In her 28 years as a paraprofessional, Marla Rasmussen has worked in three different school districts. She’s helped children with special needs learn to write their names, to speak, to walk. Yet in those three decades, she has never earned a livable wage.
“You need a second income,” she says, “either from a partner or another job.”
We are all educators
To make ends meet when her kids were younger, Marla worked as many as three jobs at once. “One day a week, I cleaned a house for an extra $25. I’ve mowed lawns to cover rent. I did inventory at Costco.”
In her current role as the union president for paraprofessional leadership within the Seattle Education Association, Marla says, “My push is for people to understand that this is a career choice.” She seeks to ensure that paraprofessionals are compensated fairly and that they receive training to help them thrive at work.

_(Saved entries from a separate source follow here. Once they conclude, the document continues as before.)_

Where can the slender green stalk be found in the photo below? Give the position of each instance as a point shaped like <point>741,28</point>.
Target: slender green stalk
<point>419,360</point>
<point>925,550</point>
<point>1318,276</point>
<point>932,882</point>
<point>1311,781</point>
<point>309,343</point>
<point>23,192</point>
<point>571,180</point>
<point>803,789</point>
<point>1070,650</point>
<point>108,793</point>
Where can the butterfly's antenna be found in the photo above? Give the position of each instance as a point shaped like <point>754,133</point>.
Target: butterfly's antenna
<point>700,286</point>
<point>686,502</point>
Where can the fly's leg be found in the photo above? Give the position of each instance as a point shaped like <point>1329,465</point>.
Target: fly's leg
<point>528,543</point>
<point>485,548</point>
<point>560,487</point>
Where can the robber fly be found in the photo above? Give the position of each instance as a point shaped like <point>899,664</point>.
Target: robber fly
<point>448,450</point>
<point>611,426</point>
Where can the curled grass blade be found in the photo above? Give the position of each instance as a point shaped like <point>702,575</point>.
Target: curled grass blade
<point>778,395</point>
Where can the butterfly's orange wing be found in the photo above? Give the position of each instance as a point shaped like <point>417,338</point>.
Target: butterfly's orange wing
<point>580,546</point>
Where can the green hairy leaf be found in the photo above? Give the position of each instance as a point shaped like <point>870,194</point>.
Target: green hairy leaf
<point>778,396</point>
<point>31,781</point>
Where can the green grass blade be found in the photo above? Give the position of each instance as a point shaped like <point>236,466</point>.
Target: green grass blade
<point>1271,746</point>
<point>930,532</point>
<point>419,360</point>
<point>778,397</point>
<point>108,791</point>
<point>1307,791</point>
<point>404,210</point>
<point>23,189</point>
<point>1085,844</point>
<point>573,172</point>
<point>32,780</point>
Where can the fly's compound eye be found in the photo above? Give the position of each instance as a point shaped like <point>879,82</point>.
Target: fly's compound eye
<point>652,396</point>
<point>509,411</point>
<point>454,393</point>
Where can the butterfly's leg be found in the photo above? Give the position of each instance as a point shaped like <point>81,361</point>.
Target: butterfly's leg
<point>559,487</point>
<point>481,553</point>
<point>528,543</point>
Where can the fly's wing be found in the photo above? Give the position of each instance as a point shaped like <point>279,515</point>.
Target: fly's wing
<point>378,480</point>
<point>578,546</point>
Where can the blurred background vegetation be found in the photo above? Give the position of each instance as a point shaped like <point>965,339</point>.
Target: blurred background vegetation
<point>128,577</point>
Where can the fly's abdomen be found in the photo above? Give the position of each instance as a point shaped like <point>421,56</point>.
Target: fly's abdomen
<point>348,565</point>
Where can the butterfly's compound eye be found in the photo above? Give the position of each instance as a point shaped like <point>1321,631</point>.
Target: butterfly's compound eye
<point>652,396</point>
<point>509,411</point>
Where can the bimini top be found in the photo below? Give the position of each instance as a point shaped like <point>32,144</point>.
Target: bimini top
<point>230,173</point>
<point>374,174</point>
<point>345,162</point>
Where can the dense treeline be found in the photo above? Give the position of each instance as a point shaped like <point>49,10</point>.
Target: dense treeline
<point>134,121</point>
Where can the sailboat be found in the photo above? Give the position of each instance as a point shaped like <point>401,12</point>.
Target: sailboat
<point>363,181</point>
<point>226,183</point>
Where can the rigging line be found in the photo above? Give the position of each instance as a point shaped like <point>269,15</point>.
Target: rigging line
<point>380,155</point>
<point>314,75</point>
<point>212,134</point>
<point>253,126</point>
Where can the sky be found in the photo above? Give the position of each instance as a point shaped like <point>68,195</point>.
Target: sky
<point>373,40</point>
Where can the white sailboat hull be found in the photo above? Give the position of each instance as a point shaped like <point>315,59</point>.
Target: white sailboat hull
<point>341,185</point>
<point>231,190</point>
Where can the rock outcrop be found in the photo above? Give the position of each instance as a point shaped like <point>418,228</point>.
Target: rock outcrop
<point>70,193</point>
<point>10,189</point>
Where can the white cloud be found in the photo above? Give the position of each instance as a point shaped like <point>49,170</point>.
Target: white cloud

“Without paraprofessionals in our schools, they won’t function. Teachers wouldn’t be able to teach. Students wouldn’t be able to learn. It’s a profession that needs to be honored. We’re all educators.”
Like mother like daughter
In fact, a 2016 study showed just how much impact teaching assistants have. Not only did their presence in schools help academically – boosting math and reading scores, especially among students of color – but they also improved behavior, reducing both absentee rates and tardiness.
Alisha Rasmussen followed in her mother’s footsteps and works as a paraprofessional at a junior high in the Puyallup School District. At $27 per hour, her salary is on the higher end of the pay scale (pay is variable depending on education, experience and the requirements of the position).
Even as Alisha supports her mother’s endeavors to improve the profession, she is training to become a teacher. “I love being a para, but I also would love to generate change,” Alisha Rasmussen says. In her experience, while paraprofessionals can create change in a classroom or with individual students, they “face roadblocks” when making systemic changes.
A hopeful change-agent
Alisha has pushed to bring more trauma-informed practices into the classrooms and increase the use of assistive technology to promote student independence.
“Our voices aren’t heard at the district level. We get a lot of, ‘Oh, why don’t you check in with your teacher about that,” she says. “I would love to see a joint effort between paraprofessionals and classroom teachers to advocate and create change, since paraprofessionals are too often overlooked in a hierarchical system that claims to see us as equals in education.”
Increasing need, increasing burnout
Over the years, the Rasmussens have also observed an increase in behavioral issues among students, which affects paraprofessionals in terms of both physical safety and burnout.
“We’re talking students who are easily escalated, throwing chairs, hurting other people, hurting themselves,” says Marla. “It is not unusual for our staff to be punched in the face.” She adds that staff being harmed was rare when she first started working. “Now, it’s an everyday occurrence.”
Despite the significant difficulties that come with the role, both mother and daughter say that the bonds they’ve formed with their students make the job worthwhile.
Helping kids find their voice
Once, Marla was asked to support a high schooler who was selectively mute.
“I was supposed to be his voice in the classroom,” she says. As she worked with him, however, she discovered that all he needed was time. When asked a question, his face remained blank, so peers and teachers assumed that he couldn’t respond or didn’t understand.
But Marla noticed that if given a few minutes to process, “His whole face would change. It would just light up. Then he would tell you about his interests and his passions. I wasn’t there to speak for him, but to make sure others gave him that space.”
For the Rasmussens, being a paraprofessional is about education, yes, but also about transformation. That highschooler? Marla smiles. “People saw him as a new person.”